Movies, by their nature, may struggle with point of view because the audience is not always aware of the perspective in which they see the story.  In fact, if the audience is overly aware of the narrative perspective, then the point of view may seem contrived.

Take the Wes Anderson movie: he has a ridiculously framed narrative, twice-removed from the actual story.  The story itself is ridiculous and wonderful, hard to believe, and possibly steeped in rumor and hearsay.  Coming at the audience from a source twice-removed seems appropriate in this way, a little like playing telephone with a group of bellhops and fancy ladies.

In writing, this is not so different.  Writers have the opportunity to share a story and a world with readers, but how we show the story may not seem as important.

As a writer, how do we make these decisions and evaluate our own point of view when writing?  In some genres, the point of view is somewhat established.  Mystery and suspense typically use point of view that doesn't stay in the main character's mind but can "see" other crimes and scenes to create suspense.  Romance writers may choose to focus their perspective on the main character to show the thoughts and feelings and struggles of the protagonist.

One of my favorite examples of POV is The Strange Case of Dr. Jekyll and Mr. Hyde.  This brief novel is an epistolary narrative, a collection of letters from different characters that don't have the entire story about what happened.  The final chapters put the pieces of the story together with Dr.
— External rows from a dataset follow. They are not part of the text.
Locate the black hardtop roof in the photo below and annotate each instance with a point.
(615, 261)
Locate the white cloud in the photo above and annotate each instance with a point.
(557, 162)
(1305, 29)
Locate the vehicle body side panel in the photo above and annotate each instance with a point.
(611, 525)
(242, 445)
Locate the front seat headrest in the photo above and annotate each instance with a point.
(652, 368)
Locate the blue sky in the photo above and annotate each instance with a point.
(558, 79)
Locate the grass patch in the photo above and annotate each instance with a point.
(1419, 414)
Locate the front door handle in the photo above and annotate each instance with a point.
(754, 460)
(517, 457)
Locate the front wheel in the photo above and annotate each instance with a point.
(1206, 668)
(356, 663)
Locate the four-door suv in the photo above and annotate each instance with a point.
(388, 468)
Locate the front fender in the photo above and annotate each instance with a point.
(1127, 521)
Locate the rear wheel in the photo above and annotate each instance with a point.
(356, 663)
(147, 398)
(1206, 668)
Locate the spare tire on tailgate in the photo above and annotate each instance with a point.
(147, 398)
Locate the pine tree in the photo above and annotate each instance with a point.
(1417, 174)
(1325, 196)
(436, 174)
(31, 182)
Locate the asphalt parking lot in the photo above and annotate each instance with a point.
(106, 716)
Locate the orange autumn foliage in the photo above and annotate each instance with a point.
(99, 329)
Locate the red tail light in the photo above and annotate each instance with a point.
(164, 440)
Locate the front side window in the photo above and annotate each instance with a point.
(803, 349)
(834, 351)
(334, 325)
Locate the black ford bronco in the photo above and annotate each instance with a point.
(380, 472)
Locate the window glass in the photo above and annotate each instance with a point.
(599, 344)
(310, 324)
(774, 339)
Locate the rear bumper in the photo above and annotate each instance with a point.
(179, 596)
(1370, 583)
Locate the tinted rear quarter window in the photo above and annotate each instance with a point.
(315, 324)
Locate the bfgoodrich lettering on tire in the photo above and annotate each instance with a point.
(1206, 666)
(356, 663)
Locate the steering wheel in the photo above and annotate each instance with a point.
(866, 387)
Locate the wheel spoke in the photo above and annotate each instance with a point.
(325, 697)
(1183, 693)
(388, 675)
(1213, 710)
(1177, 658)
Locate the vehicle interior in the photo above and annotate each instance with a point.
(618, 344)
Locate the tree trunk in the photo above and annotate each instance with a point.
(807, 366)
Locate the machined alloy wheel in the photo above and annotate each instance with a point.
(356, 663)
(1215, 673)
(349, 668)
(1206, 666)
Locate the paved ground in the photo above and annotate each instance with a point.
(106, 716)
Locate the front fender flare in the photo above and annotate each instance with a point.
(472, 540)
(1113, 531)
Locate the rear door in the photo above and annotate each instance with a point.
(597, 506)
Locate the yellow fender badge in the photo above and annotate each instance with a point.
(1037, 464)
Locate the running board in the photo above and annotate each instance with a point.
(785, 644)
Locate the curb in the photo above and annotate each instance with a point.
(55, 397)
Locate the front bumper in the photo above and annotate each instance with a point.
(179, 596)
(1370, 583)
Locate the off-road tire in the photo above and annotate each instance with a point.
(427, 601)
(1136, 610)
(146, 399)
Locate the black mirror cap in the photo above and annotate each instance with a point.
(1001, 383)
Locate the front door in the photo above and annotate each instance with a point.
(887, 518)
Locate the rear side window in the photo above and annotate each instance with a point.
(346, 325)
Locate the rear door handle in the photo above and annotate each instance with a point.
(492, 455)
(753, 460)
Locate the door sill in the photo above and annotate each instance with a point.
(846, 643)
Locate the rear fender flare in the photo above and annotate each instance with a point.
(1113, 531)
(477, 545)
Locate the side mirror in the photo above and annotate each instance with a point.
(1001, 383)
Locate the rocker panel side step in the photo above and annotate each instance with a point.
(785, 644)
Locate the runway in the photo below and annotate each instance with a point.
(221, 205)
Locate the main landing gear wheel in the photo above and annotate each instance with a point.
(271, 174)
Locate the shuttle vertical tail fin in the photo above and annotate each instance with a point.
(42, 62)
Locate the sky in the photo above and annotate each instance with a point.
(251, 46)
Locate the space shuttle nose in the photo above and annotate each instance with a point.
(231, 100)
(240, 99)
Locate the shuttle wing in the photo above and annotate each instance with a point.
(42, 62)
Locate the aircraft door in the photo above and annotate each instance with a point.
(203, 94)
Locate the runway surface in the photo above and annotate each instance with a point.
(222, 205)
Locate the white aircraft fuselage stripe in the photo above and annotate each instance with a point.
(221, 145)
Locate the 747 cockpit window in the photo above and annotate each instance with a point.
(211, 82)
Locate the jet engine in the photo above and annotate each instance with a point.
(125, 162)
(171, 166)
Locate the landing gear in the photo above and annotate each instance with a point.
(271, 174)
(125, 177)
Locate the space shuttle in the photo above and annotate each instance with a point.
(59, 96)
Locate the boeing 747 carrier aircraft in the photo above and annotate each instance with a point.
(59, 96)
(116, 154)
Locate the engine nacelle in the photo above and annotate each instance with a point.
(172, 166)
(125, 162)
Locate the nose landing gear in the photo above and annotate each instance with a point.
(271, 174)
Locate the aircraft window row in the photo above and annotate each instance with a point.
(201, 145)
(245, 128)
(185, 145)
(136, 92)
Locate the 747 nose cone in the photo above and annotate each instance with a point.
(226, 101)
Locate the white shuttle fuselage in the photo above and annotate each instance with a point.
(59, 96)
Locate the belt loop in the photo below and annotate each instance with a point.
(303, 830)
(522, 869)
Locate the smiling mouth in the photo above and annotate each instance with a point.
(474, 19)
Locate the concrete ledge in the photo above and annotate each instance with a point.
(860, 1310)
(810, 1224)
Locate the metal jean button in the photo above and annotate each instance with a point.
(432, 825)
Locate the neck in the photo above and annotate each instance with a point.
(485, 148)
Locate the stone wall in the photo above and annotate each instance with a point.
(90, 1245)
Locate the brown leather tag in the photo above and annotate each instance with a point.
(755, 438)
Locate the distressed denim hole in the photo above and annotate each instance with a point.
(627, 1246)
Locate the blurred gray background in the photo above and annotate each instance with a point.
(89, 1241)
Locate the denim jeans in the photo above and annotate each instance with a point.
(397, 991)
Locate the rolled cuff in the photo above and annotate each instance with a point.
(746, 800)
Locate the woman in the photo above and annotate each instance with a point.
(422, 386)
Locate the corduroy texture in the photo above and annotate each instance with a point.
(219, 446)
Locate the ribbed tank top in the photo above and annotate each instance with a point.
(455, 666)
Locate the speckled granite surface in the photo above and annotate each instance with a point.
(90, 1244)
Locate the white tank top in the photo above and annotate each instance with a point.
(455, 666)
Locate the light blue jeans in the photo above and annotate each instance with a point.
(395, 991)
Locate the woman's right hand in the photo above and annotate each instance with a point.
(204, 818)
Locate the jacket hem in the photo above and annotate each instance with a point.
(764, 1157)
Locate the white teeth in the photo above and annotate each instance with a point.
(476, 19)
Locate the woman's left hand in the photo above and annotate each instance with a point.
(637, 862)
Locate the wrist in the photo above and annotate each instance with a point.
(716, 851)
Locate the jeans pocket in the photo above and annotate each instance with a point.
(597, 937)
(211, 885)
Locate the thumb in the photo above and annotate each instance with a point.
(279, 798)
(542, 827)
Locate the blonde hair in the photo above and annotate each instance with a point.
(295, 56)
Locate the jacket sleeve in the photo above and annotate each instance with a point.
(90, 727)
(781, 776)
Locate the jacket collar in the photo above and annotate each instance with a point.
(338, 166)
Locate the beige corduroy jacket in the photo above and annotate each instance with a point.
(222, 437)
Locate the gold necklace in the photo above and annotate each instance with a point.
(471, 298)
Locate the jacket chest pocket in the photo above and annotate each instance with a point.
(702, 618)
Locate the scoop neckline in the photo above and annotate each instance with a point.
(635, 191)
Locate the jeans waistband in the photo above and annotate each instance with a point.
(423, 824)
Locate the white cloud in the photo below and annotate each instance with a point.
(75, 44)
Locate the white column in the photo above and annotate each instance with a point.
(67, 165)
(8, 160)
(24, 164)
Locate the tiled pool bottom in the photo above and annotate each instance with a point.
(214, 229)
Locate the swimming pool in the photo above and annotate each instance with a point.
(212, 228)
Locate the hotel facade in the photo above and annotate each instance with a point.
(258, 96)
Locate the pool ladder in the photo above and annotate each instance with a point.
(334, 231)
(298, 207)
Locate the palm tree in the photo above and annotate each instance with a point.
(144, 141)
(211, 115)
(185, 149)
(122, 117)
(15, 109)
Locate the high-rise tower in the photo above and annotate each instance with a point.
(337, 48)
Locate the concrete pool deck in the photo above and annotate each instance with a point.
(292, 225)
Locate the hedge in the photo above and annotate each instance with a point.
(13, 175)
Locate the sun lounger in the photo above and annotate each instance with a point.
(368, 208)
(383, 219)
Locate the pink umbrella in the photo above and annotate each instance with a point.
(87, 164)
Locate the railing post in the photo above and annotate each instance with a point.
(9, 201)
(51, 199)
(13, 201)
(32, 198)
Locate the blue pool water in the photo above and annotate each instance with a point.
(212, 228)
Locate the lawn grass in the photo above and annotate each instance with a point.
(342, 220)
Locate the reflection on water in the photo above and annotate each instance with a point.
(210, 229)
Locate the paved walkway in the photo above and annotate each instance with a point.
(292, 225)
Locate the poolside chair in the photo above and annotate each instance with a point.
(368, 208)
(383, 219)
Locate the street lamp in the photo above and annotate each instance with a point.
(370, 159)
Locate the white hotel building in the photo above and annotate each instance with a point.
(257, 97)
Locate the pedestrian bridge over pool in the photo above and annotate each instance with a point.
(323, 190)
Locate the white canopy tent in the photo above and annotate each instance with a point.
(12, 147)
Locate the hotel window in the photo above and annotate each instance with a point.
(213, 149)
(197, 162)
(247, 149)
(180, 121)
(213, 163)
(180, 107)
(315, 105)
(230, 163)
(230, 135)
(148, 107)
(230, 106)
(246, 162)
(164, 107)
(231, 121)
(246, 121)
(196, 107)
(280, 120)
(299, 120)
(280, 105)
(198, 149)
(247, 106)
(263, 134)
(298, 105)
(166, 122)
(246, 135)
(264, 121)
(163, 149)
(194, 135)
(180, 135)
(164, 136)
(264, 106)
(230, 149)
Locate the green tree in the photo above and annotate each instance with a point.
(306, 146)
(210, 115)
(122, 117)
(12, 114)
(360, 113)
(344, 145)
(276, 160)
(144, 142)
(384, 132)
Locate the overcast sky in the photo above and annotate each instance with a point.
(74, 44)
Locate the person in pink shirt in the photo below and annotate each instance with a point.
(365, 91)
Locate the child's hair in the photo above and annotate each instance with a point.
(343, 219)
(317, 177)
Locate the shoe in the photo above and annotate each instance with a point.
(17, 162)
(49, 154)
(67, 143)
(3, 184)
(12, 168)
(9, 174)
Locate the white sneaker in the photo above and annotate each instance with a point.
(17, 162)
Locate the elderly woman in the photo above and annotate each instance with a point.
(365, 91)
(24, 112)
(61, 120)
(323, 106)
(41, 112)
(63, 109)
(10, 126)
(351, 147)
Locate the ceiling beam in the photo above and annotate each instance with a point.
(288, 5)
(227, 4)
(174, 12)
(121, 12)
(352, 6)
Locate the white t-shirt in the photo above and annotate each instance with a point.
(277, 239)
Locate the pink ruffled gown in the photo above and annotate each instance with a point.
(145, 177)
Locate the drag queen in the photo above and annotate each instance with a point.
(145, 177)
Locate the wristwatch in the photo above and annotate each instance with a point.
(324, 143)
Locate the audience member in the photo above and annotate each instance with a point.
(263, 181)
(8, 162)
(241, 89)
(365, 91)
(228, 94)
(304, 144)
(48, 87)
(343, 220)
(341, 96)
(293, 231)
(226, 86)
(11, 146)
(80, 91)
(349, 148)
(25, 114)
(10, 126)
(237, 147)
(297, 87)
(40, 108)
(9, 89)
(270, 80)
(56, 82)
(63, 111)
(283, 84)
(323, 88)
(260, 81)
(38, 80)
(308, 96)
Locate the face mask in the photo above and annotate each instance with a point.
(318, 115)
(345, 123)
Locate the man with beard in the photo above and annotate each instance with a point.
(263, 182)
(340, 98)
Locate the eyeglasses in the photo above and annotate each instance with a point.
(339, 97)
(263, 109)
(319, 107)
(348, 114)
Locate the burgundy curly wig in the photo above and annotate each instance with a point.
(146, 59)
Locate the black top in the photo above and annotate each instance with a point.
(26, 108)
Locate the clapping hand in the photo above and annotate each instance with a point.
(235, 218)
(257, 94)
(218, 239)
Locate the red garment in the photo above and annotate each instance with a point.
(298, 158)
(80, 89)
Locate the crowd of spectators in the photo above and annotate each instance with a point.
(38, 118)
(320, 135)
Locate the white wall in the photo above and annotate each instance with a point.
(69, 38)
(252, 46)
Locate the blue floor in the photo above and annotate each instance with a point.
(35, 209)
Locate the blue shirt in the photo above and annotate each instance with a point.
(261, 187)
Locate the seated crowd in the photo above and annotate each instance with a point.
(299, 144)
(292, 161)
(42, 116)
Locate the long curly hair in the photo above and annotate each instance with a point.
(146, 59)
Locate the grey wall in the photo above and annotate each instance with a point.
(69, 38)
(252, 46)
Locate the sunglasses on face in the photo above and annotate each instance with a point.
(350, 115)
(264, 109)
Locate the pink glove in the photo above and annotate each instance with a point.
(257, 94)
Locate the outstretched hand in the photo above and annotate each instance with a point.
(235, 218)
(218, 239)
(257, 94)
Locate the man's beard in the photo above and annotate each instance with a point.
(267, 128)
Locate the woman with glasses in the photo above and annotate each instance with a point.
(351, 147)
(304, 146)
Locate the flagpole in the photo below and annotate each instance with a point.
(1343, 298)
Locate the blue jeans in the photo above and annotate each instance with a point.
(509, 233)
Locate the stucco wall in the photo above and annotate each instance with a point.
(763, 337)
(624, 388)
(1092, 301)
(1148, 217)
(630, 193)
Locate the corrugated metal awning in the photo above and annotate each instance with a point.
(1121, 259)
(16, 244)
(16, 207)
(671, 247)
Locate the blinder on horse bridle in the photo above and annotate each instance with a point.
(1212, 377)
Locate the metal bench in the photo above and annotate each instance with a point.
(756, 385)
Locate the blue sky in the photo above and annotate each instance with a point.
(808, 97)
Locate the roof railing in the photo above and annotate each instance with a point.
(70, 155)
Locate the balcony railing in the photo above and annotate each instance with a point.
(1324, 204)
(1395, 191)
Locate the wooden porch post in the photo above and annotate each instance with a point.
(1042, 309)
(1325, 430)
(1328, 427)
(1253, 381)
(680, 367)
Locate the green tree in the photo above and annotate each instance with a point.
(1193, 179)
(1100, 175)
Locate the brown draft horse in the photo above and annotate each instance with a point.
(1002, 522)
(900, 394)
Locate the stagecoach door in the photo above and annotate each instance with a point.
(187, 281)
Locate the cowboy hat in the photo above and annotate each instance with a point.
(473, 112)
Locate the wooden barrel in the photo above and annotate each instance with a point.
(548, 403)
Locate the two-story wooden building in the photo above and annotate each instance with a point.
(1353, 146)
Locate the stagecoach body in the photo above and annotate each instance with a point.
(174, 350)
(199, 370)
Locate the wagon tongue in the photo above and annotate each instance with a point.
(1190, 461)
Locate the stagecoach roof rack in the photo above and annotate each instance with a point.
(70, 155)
Hyde's journal.  This narrative structure is brilliant.  Not only does this work as a detective for the reader, putting pieces together slowly, but also, this builds the suspense increasingly as the reader only gathers parts of the story as the author reveals them.  The POV and narrative structure reflect the story and make the entire novel stronger and more effective.

When it comes down to it, the point of view should be intentional.  Writers may loose the importance of POV in the glory of plot and character and setting, but the POV should reflect and empower everything that the story does.  How the story is "filmed" should be as important as any other aspect of the story.